Suelo hacer deporte cuando puedo. Me encanta el juego, lo lúdico, aprender lo que puedes llegar a hacer, explorar límites, aprender la igualdad de todos mientras sigues un código de normas sencillas y das rienda suelta a tu cuerpo para que un balón o una pelota lo obedezca.

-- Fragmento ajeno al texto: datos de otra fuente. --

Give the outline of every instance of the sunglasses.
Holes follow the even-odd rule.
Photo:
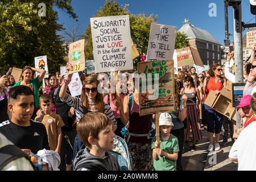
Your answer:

Ay, sin embargo a veces uno juega sin ganas. Perdida ya la fe, el mundo no parece un lugar para juegos. Te abandonas, bajas los brazos, sigues corriendo sin encontrar la chispa que otras veces te incitaba a jugar, te llamaba desde tiempos mejores para repetir el conjuro. A veces, los ritos pesan, y aunque sé que no debiera resignarme a la bajeza del abandono y que mis problemas no son nada frente a los de la inmensa mayoría del mundo, la mente se cierra, el cuerpo se bloquea y uno es un autómata de carne que sufre sin sentir que se hiere y alberga pensamientos que hieren sin saber que se sufren. Y corres detrás de una pelota para salir de allí, como si ella marcara el camino hacia otro lujar, mejor, lejos, y las sabanas vuelven a recibirte después mientras sabes que no quisieras estar allí y peleas para alejar la sensación de que llevas demasiados días viviendo sin ganas.
Dundalk se burla de mis tormentas en un vaso de agua y su desprecio me hunde.